Wednesday, I attended an informative and eye-opening session, “We See You: Programming for Adults with Intellectual and Developmental Disabilities”, that shares the joys and motivation behind facilitating unique programming for an often-forgotten group of patrons. I learned how to structure programs, use proper verbiage, and initiate outreach for the IDD community. Wednesday also pushed me to the limits of my comfort when attending the “Radical Supervision: Applying the Teachings of Black Liberation Leader to Management” session. I sat at a table and discussed the nuances of leadership by and for black library workers and examined how we can use radicalism to become better managers, librarians, and advocates. This session opened my eyes to the desires of librarians nationwide to decrease the inequity and lack of diversity in the profession and its policies, hiring, and practices. The opening of the exhibits was full of energy and excitement. The band was a great touch (*chef’s kiss*). Also, attending the Scholarship Meet and Greet allowed me to meet with other fortunate librarians and library students like me. Wednesday was about camaraderie.

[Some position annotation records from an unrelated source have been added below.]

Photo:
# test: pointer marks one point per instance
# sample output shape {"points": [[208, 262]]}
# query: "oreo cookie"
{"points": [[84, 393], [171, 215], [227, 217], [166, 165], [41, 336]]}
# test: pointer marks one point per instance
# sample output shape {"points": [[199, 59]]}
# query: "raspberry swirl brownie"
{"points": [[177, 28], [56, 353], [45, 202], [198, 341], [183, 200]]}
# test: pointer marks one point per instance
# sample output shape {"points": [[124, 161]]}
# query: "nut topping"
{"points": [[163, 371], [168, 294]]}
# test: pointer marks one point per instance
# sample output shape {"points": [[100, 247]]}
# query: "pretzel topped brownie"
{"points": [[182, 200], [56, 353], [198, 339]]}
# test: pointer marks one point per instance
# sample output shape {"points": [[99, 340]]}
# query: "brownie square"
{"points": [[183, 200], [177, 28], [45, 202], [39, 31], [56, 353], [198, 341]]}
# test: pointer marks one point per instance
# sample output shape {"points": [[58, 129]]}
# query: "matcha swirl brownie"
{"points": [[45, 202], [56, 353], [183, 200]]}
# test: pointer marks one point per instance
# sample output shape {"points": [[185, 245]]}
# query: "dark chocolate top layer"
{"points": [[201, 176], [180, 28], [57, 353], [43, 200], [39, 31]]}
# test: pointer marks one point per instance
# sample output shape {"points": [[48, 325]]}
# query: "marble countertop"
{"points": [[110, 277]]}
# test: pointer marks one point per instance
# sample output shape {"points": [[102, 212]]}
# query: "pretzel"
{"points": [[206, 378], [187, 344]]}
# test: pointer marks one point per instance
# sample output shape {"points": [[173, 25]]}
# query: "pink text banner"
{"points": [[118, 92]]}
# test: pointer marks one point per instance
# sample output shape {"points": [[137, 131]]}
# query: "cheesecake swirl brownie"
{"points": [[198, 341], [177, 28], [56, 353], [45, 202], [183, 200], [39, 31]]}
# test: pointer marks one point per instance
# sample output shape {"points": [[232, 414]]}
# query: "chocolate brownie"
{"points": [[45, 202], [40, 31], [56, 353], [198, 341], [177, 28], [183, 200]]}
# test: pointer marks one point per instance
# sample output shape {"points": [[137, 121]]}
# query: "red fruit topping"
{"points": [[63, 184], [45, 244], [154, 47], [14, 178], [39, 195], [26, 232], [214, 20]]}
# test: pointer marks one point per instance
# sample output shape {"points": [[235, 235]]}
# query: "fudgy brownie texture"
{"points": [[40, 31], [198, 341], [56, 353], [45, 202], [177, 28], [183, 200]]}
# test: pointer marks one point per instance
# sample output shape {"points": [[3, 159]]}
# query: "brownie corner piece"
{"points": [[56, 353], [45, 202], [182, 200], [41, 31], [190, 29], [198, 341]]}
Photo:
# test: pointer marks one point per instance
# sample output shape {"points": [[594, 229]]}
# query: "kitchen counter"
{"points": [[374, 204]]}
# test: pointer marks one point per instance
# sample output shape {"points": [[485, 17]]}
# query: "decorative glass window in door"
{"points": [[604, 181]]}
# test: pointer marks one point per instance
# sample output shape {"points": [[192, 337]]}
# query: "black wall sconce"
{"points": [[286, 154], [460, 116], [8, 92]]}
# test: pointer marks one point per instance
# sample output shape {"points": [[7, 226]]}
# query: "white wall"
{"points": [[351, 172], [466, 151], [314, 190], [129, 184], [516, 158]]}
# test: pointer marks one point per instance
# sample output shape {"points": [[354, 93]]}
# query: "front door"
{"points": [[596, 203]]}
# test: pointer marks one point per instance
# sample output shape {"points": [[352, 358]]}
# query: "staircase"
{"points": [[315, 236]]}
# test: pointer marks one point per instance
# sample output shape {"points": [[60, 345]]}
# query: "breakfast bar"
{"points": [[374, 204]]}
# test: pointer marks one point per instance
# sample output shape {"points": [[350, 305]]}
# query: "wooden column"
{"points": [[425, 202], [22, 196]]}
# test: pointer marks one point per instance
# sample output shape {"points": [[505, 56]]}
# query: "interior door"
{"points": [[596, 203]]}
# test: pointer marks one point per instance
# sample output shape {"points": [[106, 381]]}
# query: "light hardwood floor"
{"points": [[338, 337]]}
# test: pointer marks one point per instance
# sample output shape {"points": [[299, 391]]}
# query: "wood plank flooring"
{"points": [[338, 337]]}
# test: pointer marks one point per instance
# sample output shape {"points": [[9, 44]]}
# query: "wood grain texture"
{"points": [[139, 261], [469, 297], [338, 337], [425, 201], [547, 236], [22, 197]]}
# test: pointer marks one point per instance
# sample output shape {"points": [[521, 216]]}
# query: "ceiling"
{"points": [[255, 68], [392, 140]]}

Thursday morning, I learned how to foster cultural diversity and acceptance through baby times. I listened to the work and goals of an Anti-Black Racism group. For lunch, I had a fantastic conversation with an archival librarian about censorship and how it affects queer librarians. However, the highlight of the conference for me was the “PLA President’s Program: The Black Librarian in America”. I listened to the words of the Librarian of Congress as she listed the accomplishments of black librarians past and present and emphasized the importance of the work we do, even as such a small minority in the profession. I mentally devoured every word of the panelists, each highly accomplished librarian, as they candidly shared their paths and experiences as black librarians in America. I lamented with my fellow librarians in the room as they shared their less-than-optimal experiences and sought motivation and advice on how to excel and overcome environments that wanted them to fail so clearly. I, in my hesitance, shared my story at the microphone, pleading for some form of motivation as I have been in a war for equity in materials in my own branch. I entered this program unclear of my future in libraries, ready to surrender and admit defeat. I left this program feeling reenergized, strengthened, and ready to reclaim my place as a librarian with a newfound network of librarians of all backgrounds behind me. Thursday was about reignition and emboldening.

The fun came to an end Friday. However, I attended a session focusing on teens, which will help my library tremendously. I will be able to take back information to aid my teen specialist in not just catching but keeping teens’ interest in our community. I gained insight into more effectively injecting diversity into our collection development, ordering, and organizing, which will be extremely beneficial for me as a manager. I learned an innovative method of engaging patrons through Lit Kits. The greatest surprise of the conference was the exclusive discussion with Mychal Threets for the scholarship recipients! I ended my conference experience at the Closing Session with sincere inspiration from the current PLA President and transparent laughs and words of truth from Dulcé Sloan. Friday was about actualization.

I could never have imagined the impact this conference would have on me. I can imagine the impact my knowledge will have on my library. I know this was more than a conference; it was an experience. But more than that, it was a necessity. I cried, I related, I questioned, I hugged, I held hands, I encouraged, I was encouraged. This conference transformed into a haven for so many librarians on the brink. This conference was about transparency, enlightenment, and apperception. This conference was the beginning of a revolution. Thank you, PLA!